5.2.5 Evenbedoeld rechterlijk toetsingskader staat voorts niet toe dat het College zich buigt over het door appellante opgeworpen geschilpunt of verweerder terecht geen belangenafweging heeft gemaakt als bedoeld in artikel 3:4 van de Awb. Voor zover appellante op dit punt beoogt dat het College een uitzondering maakt op het beginsel dat de rechter zich bij toetsing van beslissingen als hier aan de orde beperkt tot de vraag of het bestuursorgaan terecht heeft geconstateerd dat geen nieuw gebleken feiten of veranderde omstandigheden naar voren zijn gebracht, zoals hiervoor is uiteengezet, kan hiervoor geen rechtvaardiging worden gevonden in de enkele stelling dat verweerder in andere gevallen aanspraken heeft toegekend die meer dan 7.000 vollasturen betreffen en hij geen subsidie heeft uitgegeven voor grote, doch afgeblazen, investeringsprojecten.

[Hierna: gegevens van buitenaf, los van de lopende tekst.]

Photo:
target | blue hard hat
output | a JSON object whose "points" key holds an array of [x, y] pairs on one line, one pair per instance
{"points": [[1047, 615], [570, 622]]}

5.3 Op grond van het voorgaande komt het College tot de slotsom dat het beroep van appellante ongegrond is.

5.4 Het College ziet geen aanleiding voor een proceskostenveroordeling.

6. De beslissing

Het College verklaart het beroep ongegrond.

Aldus gewezen door mr. J.L.W. Aerts, mr. M. van Duuren en mr. E. Dijt, in tegenwoordigheid van mr. S.D.M. Michael als griffier, en uitgesproken in het openbaar op 22 september 2009.